Observer des Tadornes au Marquenterre, c'est comprendre que la beauté et l'efficacité ne s'opposent pas. Cet oiseau flamboyant est aussi un filtreur redoutablement adapté à ses milieux.
Le Tadorne est un oiseau des marges — des espaces hybrides entre l'eau et la terre ferme, entre le doux et le salé. Estuaires, prés salés, lacs côtiers : il prospère là où la vase nourricière affleure, là où les invertébrés benthiques et les mollusques fourmillent sous quelques centimètres d'eau. Le Marquenterre, avec ses bassins de différentes salinités et ses zones d'alimentation variées, est précisément taillé pour lui.
Son comportement alimentaire est caractéristique : il filtre la vase molle en balayant le bec de gauche à droite, avec cette mécanique régulière des lamelles buccales. On l'appelle parfois canard-oie, en raison de sa taille intermédiaire et de sa posture verticale. Il marche avec aisance, et sa démarche sur la vase a quelque chose de souverain — d'où le titre de cette page.
Pour saisir cette image depuis le sentier du Marquenterre, il a fallu s'arrêter longuement, laisser passer le bruit de fond des autres visiteurs, attendre que le groupe se stabilise dans son comportement de repos. Les Tadornes, bien qu'habitués à une certaine fréquentation humaine dans ce parc, restent vigilants. La moindre silhouette qui se lève trop vite, le moindre claquement de métal sur un trépied, et le groupe entier peut basculer de la léthargie à l'envol en une seconde.

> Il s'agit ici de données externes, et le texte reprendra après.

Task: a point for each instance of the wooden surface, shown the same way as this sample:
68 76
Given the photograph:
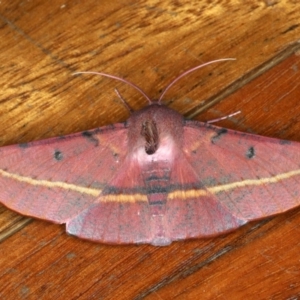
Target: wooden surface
150 43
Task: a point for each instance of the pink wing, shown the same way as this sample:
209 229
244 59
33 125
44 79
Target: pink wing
231 178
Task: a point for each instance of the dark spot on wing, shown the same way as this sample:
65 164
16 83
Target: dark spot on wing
90 137
58 155
219 133
250 152
284 142
23 145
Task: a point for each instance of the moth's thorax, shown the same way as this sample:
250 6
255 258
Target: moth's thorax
155 133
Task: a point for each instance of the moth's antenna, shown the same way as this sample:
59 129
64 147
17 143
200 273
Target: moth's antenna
119 79
188 72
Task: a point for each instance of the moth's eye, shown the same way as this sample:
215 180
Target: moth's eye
150 133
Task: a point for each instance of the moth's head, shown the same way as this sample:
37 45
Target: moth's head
153 127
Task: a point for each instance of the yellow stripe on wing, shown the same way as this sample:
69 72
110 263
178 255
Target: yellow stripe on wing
177 194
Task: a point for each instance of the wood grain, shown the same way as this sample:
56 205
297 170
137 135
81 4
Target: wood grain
149 43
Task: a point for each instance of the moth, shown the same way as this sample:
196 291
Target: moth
154 179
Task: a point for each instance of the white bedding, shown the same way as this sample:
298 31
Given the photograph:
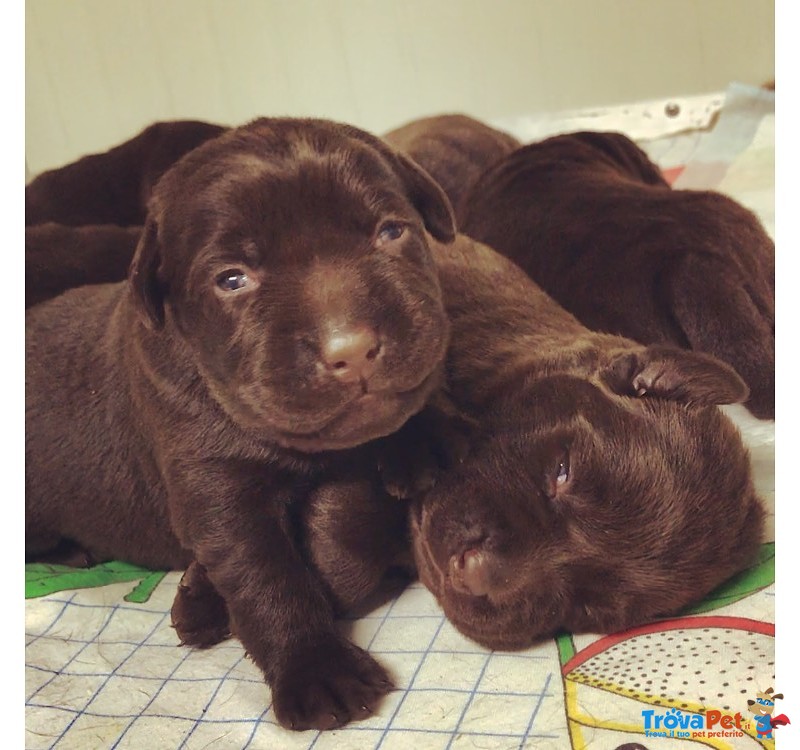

Ce matin-là, la lumière froide d'un ciel de janvier voilé gommait les ombres dures et baignait les vasières dans une douce neutralité argentée — parfaite pour restituer les blancs sans les brûler et laisser s'exprimer le roux profond de la ceinture pectorale. La distance imposait une focale longue, ce qui a eu pour effet bienvenu de comprimer les plans et d'unifier le groupe dans son paysage.
Il y avait, dans ce spectacle banal pour les habitués du Marquenterre, quelque chose d'extraordinaire : la permanence. Ces oiseaux étaient là bien avant la création du parc. Ils seront là bien après. La vase, l'eau, le froid de la Baie de Somme — ils connaissent tout ça. Et nous, derrière nos objectifs, nous ne faisons que passer.